Now why does the new study pay special attention to wallpapers? The agent can only be tricked by what it can see—and when it takes screenshots to see your desktop, the background image sits there all day like a welcome mat. The researchers found that as long as that tiny patch of altered pixels was somewhere in frame, the agent saw the command and veered off course.
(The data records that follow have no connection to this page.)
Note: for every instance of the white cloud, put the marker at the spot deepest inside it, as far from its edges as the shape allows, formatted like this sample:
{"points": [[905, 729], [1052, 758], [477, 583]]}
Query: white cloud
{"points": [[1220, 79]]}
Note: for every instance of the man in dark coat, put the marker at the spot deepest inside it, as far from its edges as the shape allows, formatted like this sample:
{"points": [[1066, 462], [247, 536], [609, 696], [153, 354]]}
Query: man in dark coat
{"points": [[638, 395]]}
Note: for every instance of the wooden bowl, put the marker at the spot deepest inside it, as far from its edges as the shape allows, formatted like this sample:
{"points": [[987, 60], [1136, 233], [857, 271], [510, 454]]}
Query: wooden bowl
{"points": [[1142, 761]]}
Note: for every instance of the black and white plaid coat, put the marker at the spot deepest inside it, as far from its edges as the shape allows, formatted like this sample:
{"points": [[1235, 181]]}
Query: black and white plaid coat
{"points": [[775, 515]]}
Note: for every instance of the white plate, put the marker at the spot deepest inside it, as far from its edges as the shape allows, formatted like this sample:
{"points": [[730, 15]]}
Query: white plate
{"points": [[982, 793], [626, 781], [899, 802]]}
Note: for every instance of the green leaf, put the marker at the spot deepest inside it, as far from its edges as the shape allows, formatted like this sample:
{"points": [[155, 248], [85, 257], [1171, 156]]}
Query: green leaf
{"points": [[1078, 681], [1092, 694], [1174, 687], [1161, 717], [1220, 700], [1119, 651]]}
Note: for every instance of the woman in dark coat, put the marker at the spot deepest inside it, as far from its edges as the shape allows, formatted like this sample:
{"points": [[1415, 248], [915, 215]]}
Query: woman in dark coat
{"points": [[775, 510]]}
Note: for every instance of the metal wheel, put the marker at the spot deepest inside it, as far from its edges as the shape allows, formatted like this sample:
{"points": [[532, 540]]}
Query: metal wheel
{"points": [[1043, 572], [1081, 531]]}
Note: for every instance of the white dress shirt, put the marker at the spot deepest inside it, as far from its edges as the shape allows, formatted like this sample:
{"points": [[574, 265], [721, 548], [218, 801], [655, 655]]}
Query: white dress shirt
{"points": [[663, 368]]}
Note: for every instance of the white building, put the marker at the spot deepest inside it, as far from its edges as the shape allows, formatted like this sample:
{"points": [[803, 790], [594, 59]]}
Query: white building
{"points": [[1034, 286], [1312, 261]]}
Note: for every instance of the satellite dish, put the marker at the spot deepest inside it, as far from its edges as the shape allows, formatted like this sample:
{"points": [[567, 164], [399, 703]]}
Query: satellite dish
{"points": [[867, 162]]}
The hidden command even survived resizing and compression, like a secret message that’s still legible when photocopied.And the message encoded in the pixels can be very short—just enough to have the agent open a specific website. “On this website you can have additional attacks encoded in another malicious image, and this additional image can then trigger another set of actions that the agent executes, so you basically can spin this multiple times and let the agent go to different websites that you designed that then basically encode different attacks,” Aichberger says.

The team hopes its research will help developers prepare safeguards before AI agents become more widespread. “This is the first step towards thinking about defense mechanisms because once we understand how we can actually make [the attack] stronger, we can go back and retrain these models with these stronger patches to make them robust.

That would be a layer of defense,” says Adel Bibi, another co-author on the study. And even if the attacks are designed to target open-source AI systems, companies with closed-source models could still be vulnerable. “A lot of companies want security through obscurity,” Paren says. “But unless we know how these systems work, it’s difficult to point out the vulnerabilities in them.

”Gal believes AI agents will become common within the next two years. “People are rushing to deploy [the technology] before we know that it’s actually secure,” he says. Ultimately the team hopes to encourage developers to make agents that can protect themselves and refuse to take orders from anything on-screen—even your favorite pop star.